Proposal: Better HashMap.resize() when memory is tight
Roman Kennke
roman at kennke.org
Wed Nov 21 20:23:39 UTC 2007
Hi there,
Why not implement such a thing as a separate library/class. After all,
Map is an interface which can be implemented in many ways and for many
different purposes. I think there are a couple of efforts that go in
this direction, for example javolution:
http://javolution.org/
Cheers, Roman
Am Mittwoch, den 21.11.2007, 09:37 -0800 schrieb Martin Buchholz:
> Hi Peter,
>
> It's true that under low memory conditions your code would
> allow execution to continue under some circumstances.
> However, I'm not sure this would be an improvement to the JDK.
> Recovery from OOME is fraught with hazards.
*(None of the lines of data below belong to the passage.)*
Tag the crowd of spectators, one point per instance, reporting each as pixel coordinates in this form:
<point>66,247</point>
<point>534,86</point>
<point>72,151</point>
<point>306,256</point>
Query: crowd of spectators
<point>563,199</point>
We do occasionally
> try, but an application becomes much less reliable once OOMEs
> start appearing. Perhaps it's better to fail than to pretend
> that the JDK has been bullet-proofed against OOME.
> OOME recovery code is rarely executed and hard to test.
> The new code would have to be maintained indefinitely,
> making future maintenance just a little bit harder for
> the maintainers.
>
> If the hashmap is fully populated, most of the memory is tied
> up in the Entry objects themselves, not in the table array.
> Each Entry object should be about 5 words of memory, while
> there's approximately one word used within the table array.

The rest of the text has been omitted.